We found two old copper bowls at an auction and managed to snag them both - just in case the first try didn't work. It did - so the bowl itself cost about $17 and I still have the other one (with no hole in it!)
We tore out the original cabinet and replaced it with a small old washstand that I think we picked up at the same auction. It was in terrible condition so I didn't have any qualms about drilling holes in it.
What I did to make this sink was to cut a hole for the drain. You can buy a drill bit for this and probably make it an easy 2 minute job. I cut mine by perforating a circle using an awl and a hammer, snipping it out, then dremeling the edge smooth. About a 1 hour job.
I went with a larger kitchen sink drain assembly because it had more surface area and I thought added stability. (That and the silicone caulk between the bowl and the vanity top.) Plus - it looked kinda cool, imho.
Then there was the issue of getting a faucet tall enough to reach. I couldn't afford those either and wasn't up for running plumbing through the wall for a wall mount fixture - which also wasn't in the budget.
I remembered an old oak box I'd been carting around for years that had no particular purpose. Aha! I lucked out - it lifted a standard faucet fixture to just the right height. So, I attached it to the vanity top, drilled some holes, and used flexible plumbing hoses to hook it up.
The chrome and white porcelain faucet wasn't exactly what I wanted and I probably could have spent a few extra bucks for a rubbed bronze, but it was okay and kinda helped tie the white toilet with chrome handle back into the room.
This little "make do" setup turned out to be the most popular feature. My son's girlfriend used to say that it looked like our water was coming out of a box. Everyone who saw it had to "test it" by turning the water on watching with amazement. Our realtors took turns, turning it on and off and laughing like school kids.

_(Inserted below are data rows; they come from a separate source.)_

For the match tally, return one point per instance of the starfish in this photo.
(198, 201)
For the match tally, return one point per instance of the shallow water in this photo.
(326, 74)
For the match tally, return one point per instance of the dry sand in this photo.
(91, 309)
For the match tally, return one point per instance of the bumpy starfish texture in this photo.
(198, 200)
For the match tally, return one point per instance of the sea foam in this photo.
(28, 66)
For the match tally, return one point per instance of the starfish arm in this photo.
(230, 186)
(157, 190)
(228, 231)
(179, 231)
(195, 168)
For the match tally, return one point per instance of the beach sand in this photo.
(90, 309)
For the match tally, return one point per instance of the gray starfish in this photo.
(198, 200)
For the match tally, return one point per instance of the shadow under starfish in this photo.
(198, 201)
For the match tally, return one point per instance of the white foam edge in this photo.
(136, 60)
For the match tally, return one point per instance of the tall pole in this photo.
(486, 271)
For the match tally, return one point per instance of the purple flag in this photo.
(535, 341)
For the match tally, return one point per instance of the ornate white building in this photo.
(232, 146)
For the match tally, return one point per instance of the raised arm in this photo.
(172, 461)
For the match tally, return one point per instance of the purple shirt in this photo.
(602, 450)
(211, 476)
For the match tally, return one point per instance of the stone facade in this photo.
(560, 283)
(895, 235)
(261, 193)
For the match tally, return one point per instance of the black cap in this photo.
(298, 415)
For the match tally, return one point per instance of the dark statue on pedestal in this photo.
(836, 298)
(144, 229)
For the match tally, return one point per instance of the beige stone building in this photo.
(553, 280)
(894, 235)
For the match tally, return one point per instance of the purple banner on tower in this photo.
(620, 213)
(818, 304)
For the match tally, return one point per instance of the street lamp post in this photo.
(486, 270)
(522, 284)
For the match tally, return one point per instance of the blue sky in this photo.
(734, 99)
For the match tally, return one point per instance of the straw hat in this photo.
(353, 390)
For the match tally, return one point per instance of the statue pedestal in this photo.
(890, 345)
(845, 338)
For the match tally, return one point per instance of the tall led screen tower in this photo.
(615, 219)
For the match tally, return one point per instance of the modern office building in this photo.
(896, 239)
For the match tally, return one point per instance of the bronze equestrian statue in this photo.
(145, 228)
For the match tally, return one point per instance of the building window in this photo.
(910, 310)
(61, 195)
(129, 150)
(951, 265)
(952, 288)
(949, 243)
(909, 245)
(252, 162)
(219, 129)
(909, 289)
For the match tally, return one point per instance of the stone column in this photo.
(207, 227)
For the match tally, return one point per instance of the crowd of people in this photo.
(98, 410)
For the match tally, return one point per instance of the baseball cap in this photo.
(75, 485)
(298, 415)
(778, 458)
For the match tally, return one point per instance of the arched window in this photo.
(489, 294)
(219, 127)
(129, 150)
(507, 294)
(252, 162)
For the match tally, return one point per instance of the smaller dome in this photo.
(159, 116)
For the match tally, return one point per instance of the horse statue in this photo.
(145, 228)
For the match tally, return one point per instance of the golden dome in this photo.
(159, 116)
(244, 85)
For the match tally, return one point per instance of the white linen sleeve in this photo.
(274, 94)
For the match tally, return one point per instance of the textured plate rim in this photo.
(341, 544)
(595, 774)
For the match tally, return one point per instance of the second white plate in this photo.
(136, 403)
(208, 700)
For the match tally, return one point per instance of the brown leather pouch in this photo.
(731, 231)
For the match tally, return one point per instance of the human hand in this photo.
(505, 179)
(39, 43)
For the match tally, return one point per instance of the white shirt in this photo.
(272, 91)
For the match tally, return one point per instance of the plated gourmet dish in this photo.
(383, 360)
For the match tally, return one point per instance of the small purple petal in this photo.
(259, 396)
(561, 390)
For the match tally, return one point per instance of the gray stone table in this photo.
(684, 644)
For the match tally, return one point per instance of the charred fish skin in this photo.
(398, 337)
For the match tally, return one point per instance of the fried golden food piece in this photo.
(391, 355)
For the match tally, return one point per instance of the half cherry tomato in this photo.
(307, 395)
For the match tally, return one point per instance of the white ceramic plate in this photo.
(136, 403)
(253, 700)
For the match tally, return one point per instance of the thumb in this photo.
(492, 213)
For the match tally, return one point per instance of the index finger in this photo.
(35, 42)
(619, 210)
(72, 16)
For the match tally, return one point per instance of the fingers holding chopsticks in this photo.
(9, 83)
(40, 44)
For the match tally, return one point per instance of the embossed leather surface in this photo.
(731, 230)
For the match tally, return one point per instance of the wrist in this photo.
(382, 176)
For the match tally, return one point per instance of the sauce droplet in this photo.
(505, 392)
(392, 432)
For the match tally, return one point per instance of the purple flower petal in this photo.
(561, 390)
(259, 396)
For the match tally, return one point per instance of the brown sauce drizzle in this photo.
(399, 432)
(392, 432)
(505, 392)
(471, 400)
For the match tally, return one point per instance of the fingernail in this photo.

The rim of the bowl wasn't thick or rolled - it had a kinda funny little crimped edge. Some glass mosaic tiles from Michael's Crafts finished it off nicely.
The towel hook was free - it's actually a broken candle sconce that I found in the parking lot of a T.J. Maxx.
On a scale of 1 to 10, for anyone with very basic plumbing skills, I'd rate this project about a 4 on a difficulty scale. The most time consuming part of the job was finding the bowls. Putting it together took probably a few hours.